なお単にガン検診を普及させるだけでなく女性若年層のガンについて行政としての何らかの対応が必要ではないか。また既に対応しているとしたらどのようなことをされているのお聞かせ願いたい。
 またこの30代から50代前半は男性もそうだが家庭内でもまた社会でも期待される年代であり、特にこの年代では子供も未だ小さかったり、その死が家庭に及ぼす影響は計り知れないと思う。 50を過ぎれば認識の差はあれ自分の人生の残りや死に様を考え出すだろうが、30代から40代では死を考え始める年代と比べ相当なものがあるだろう。
 癌は言うまでもなく脳血管症や心疾患と違い一瞬に死ぬことはない。今治る人も多いが、死を迎えるにはそれ相当な時間があり、患者自身また家族も十分に考える時間が残されている。   
精神的なケアも必要になるだろう。癌を知らされたとき一般的に困るのは何処に誰に相談して良いか分からないことであり、孤独感と情報遮断の中で鬱や精神的不安に陥り、あげく単一情報で禍根を残す選択をしてしまうこともある。
 病気だからと病院、医療機関にだけに任せるのではなく保健所での相談など市民の不安を取り除くために行政として具体的な取り組みが必要と思うが、いかがか。
 2,在宅ターミナルケア及び在宅治療について
市長、病院長に
 次に人間は生まれたからには一度は死ぬこと。死ぬことは生きること。どう死ぬかは人生最大のテーマでもあるので、終末医療について伺う。
私も一昨年自らの体験から死の受容を考えた。実際に死ぬときは何処が良いかも当然考えた。また私が入院していた県立ガンセンターの医療従事者向けアンケートも見る機会を得た。 さてここで具体的に質問する前に市長及び病院長にお伺いしたい。人生の終末を考えたとき、それを迎える場所として何処を希望されるか。病院でしょうか、家庭でしょうか、ホスピスでしょうか、如何。
 また健康なうちからこの問題を家族間で話し合っておくことが重要だと思いますが、市長、病院長とも家族ではなし合っておられるでしょうか。また同時に無駄な延命治療は受けたくないとお思いでしょうか併せお聞かせ下さい。
 次に尊厳ある終末を求めることが横須賀市民として可能か、今市民がそれを病院に言いやすい状態にあるのかお聞きします。
以下質問項目を列記します。

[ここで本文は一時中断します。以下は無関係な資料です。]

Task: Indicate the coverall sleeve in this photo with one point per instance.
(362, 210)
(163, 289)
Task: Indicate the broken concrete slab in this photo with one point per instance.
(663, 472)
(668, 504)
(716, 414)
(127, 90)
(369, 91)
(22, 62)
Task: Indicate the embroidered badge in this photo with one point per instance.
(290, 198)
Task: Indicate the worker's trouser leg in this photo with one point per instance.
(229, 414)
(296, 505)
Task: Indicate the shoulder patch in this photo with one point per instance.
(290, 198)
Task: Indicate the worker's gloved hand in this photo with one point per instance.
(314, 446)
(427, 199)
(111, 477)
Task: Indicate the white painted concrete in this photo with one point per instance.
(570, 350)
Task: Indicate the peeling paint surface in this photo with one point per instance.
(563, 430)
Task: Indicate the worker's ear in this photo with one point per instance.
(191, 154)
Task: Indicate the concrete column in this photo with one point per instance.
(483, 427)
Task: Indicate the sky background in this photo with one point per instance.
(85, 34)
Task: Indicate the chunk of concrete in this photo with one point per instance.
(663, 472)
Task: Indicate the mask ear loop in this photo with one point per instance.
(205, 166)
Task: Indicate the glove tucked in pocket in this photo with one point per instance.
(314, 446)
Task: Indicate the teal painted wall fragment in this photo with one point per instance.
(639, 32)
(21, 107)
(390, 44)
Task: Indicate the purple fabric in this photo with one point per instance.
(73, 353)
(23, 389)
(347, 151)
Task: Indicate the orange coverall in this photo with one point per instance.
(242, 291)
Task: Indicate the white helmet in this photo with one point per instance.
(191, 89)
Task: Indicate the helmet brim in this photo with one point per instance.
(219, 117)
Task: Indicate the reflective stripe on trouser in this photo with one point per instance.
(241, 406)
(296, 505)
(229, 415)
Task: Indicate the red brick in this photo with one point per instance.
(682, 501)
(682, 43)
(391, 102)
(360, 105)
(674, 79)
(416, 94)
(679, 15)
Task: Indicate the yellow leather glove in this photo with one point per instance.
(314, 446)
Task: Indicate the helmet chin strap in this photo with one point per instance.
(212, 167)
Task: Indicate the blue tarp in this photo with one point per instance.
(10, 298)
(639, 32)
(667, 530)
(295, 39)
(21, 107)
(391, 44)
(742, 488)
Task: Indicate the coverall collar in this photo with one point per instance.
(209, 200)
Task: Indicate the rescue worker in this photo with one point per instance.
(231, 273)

順不同
・病院長に 
市民病院として医師、看護師、薬剤師にまず自分が末期を迎えたら何処で終末を迎えたいかアンケートをとって欲しい。如何か。
・病院長に
ガンセンターなどのアンケート結果、また11月23日の毎日新聞報道にあるように医療の現場を知っている医療職や介護職は在宅死を望む者が多く、一方患者は家族への遠慮などから在宅死希望は医療職の半分止まりで6割は病院で死にたいと答えている。 このギャップは患者に情報がキチンと伝わっていないからではないか。
 市民病院としては治癒の見込みのない患者家族にどのようにして患者の情報をシステム的に伝えているのか先ずお聞かせ願いたい。選択肢を十分に提供できているとお考えか。
・市長に
 行政として終末期医療を医療機関に任せるだけでなくもっと患者に対し尊厳と利益に叶う終末の迎え方があるとの情報を伝える工夫が必要ではないか。いかがか?
 終末問題を元気なうちから家族間で話し合っておくことは重要であり、行政として市民が終末を迎えるとき安心できる体制を考える必要があろう。宗教観にかかわることと回避せずこの問題を考えて貰うことは大事ではないか。「横須賀で死ねて良かった」と思ってもらうのも「住んでみたい町」の条件になるのではないか。この啓発にはどのようなことが考えられるか。
・病院長に
 質問書への回答を先月頂いた。昨年の回答より大分踏み込んで在宅での看取りを評価していると受け取ったがそれでよいか。また在宅医療の患者を増やしたいとしているがそれは病院全体の取り組みとなっているのか。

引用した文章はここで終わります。